Right or wrong , in doing my research, I opted for auto fem seeds to start.  Starting with NO knowledge on how to grow these plants but thanks to youtube and www.marijuanapassion.com have lots of ideas.  Here is what I have in my tent now trying to germinate and "if" anything pops out the soil, deciding what to keep and flower.  Here is my situation
The Good.....
(1) 5 Gal Fabric Pot - (2) All American Seed Company Trainwreck auto fem seeds (Planted direct in soil with myco) Thursday 11/25 morning - dropped one in pot and couldn't find it so threw another in
(1) 5 Gal Fabric Pot - (1) Greybeard Blue Dream auto fem seeds (Planted direct in soil with myco) Thursday 11/25 morning
(1) 1 Gal Fabric Pot - (1) Monster Bruce Banner auto fem seed (Planted direct in soil with myco) Friday 11/26 morning
(1) 1 Gal Fabric Pot - (1) Greybeard Northern Lights auto fem seed (Planted direct in soil with myco ) Friday 11/26 morning
The Bad......
(1) 3 Gal Fabric Pot - (2) All American Seed Company Trainwreck auto fem seeds Tuesday 11/23 night (Started in cup of water for 24 hours, floated to bottom but no tap root.  Impatient Jeff threw them in the paper towel sprinkled myco and ziplock.  Come Thursday still no sign of tap root so impatient Jeff watched videos and while stoned thought it would be a good idea to put seeds in paper towel on a plate over heat register.  Paper towel and seeds bone dry Friday morning but no tap root yet so I figured I would try and see if I could salvage any.  Planted the two seeds in a 3 gal fabric pot and hoping for the best
In the same (3) Gal Fabric Pot are (2) Greybeard Blue Dream auto fem seeds that have the same journey as the two trainwreck seeds in the story above.  So a total of 4 seeds in the 3 gal pot. 
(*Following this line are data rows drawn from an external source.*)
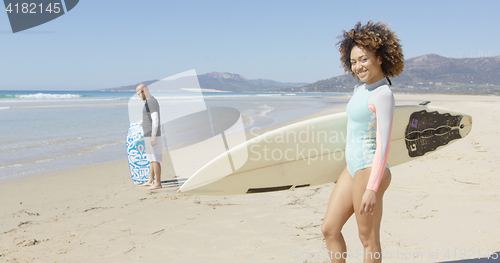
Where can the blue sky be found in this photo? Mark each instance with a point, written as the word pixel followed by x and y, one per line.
pixel 105 44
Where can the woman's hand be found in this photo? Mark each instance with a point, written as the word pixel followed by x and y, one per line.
pixel 368 202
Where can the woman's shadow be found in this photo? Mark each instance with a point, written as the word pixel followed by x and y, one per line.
pixel 494 258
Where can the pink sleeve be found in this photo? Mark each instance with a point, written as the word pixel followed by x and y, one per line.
pixel 381 102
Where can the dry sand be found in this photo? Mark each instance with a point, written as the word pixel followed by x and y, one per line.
pixel 442 207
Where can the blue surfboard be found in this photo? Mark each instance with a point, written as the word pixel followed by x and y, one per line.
pixel 136 154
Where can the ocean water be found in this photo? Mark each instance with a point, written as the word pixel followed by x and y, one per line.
pixel 44 131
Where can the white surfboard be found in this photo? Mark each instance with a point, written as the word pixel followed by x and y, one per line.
pixel 312 152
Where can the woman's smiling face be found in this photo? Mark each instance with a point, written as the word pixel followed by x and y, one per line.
pixel 366 65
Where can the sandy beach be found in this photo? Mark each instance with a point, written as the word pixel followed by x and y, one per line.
pixel 441 207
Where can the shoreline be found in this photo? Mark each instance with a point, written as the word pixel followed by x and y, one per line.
pixel 95 213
I know everyone will ask questions on set up, heat, moisture, etc.  In this thread I am asking for tips on deciding which ones to grow from beginning to harvest to drying to curing.  I am growing in a 2x4 x5 Vivosun Tent and was hoping to harvest three plants after the new year for my personal use.  This is just for fun and to get me through the winter and grow some inventory.  So here is the question.....
Let's say 6 of the 9 seeds germinate and begin to grow through the soil , how long do I grow them and when do I decide which 3 to flower and what do you do with the plants you decide not to harvest.  I am watching videos and everyone is growing so many seedlings, wondering they decide which ones to move forward with and what to do with the others, assuming they are all females.

Thank you!!!!!!!!


----------



## bigsur51 (Nov 28, 2021)

Good questions jc....

if 6 of 9 seeds germinate and they are autoflowers , if I am not mistaken , you just plant them and leave the lights on like 18 hours on and 6 hours off and those auto flowers do their own thing , they will just begin to flower automatically...there is no vegg period if I am not mistaken...
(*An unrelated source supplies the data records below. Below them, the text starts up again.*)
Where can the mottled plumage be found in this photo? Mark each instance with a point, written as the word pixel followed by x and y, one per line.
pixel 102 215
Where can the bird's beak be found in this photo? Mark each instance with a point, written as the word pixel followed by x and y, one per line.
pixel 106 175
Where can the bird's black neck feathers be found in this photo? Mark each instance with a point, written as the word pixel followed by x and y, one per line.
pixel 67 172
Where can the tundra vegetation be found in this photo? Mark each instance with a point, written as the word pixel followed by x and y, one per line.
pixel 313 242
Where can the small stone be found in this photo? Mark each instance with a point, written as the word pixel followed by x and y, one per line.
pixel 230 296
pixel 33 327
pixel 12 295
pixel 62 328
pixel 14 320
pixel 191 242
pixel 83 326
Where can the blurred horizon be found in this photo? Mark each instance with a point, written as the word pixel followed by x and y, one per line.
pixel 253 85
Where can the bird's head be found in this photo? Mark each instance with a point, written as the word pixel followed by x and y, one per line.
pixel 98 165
what do I do with the plants I decide not to harvest?.....I give them to my chickens

it is always a challenge to grow new genetics...how tall will they get?...what is the potency like?....are they heavy or light eaters?....etc etc etc

so try and do some research on the strandivars that you are growing and go from there...
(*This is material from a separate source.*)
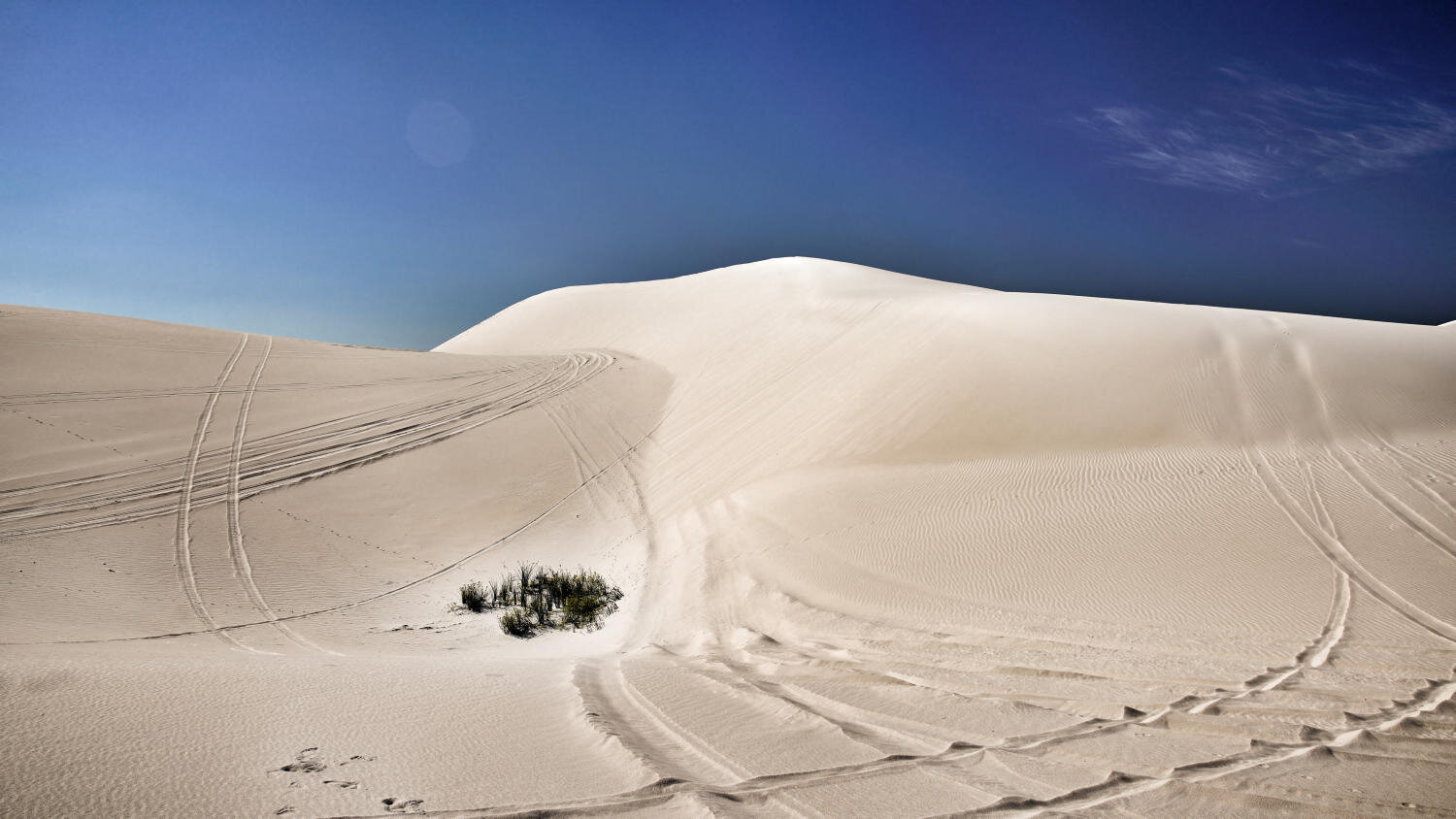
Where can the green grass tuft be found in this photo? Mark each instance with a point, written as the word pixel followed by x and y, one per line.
pixel 539 598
good luck and here’s to a happy harvest

Brother Cartman and a few other members here have a lot of experience growing autoflowers so maybe they will chime in and offer some advice or opinions...

I do know the regular photoperiod trainwreck and blue dream can be some monster plants outdoors , 8-14’ feet tall....


----------



## Carty (Jul 10, 2022)

Right on.. another person trying Autos.. well hopefully we can all chip in and make your adventure a good one..  you'll find out the 1gal pot plants will grow faster at 1st..  in the end if you can control moisture in the larger pots they'll surpass them later..  I prefer to start in 1gal pots and then up pot to 2gal tall built felt pots.
3works good though, sometimes tent size dictates it eh?

Light cycles..   I feel even autos need a dark cycle..  plants do certain things during this time of their lives..

20/4 is great for vegging
18/6 I use to flower
20/4 I switch back to the last 2wks

Some our power bill dictates the light cycle.. big lights take up big $$..   another reason I'm happy with 18/6.
hahaha.

Good soil, feed lightly..

How not to lose seeds:  fill your pot 3/4 full of soil and water in.  you'll see the soil seriously shrink down..
now, place fresh soil on top of that and water very lightly.  poke a hole in center, 1" deep.  place seed in hole and put a pinch of dirt atop of it..  Note:  never water directly on top of seed, it can sink it..  2" away in a circle.  

best of luck to ya.. sounds like you have good genetics ..


----------



## Carty (Jul 10, 2022)

Usually when we use Feminized seeds, not to many get tossed out..  fem'd seeds, usually someone has already  done a good job of isolating a sticky plant for ya.  I just started 8 to hopefully get 6.  might lose 1
during germ, and I did.. it was a runt so I culled it.. (killed).  my dog ate it.. lol.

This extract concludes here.